Thatcher aides used royal baby to bury anti-nuclear protest coverage
Newly released files show Bernard Ingham urged prime minister to use photos of Prince William to combat CND
Margaret Thatcher's top advisers urged her to release photos of a baby Prince William to distract attention from a Campaign for Nuclear Disarmament (CND) rally over the Easter weekend in 1983, official government papers reveal.
Newly released Downing Street files show that Thatcher's press secretary, Bernard Ingham, feared only "an assassination attempt on the pope" or "a North Sea blow out" could steal news attention from the protest and recommended the release of footage of William on his first trip to Australia.
"I think that Good Friday is a lost cause," he said in a Downing Street meeting. "This is the day when the CND chain will (or will not) be formed between Aldermaston and Greenham Common. It is also a day when there is not much sport.
"However, what would take the trick would be press and TV pictures, for the release on the evening of Good Friday and/or Saturday newspapers, of Prince William in Australia."
Consequently, when the Prince of Wales and Princess Diana landed at Alice Springs, "a rather grumpy-looking William was duly brought down the aircraft steps by his nanny to be displayed to the cameras, before being quickly taken back on board", says the BBC.

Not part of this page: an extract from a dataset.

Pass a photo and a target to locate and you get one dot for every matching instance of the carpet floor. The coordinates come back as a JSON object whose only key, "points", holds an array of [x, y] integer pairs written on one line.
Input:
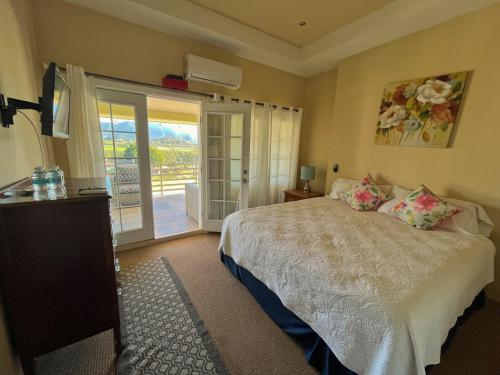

The papers also show that ministers feared protests might be so "widespread and powerful" they could stop US cruise missiles from being based at RAF Greenham Common.
An official assessment by then foreign secretary Francis Pym of the impact of the anti-nuclear movement reveals the mass protests came closer to halting the deployment of US missiles than many assumed at the time, says The Guardian.
In a "personal and confidential" note, Pym warned Thatcher there was a risk of a mass movement and civil disobedience "so widespread and powerful that deployment of cruise missiles would actually become difficult or impossible".
A permanent "peace camp" was established by campaigners outside the RAF base in 1982, but the removal of nuclear weapons did not begin until the signing of the Intermediate Nuclear Forces treaty between the US and the USSR in 1987.
The last missile left the site in 1991, with the campaigners staying until the perimeter fences were taken down in 2000.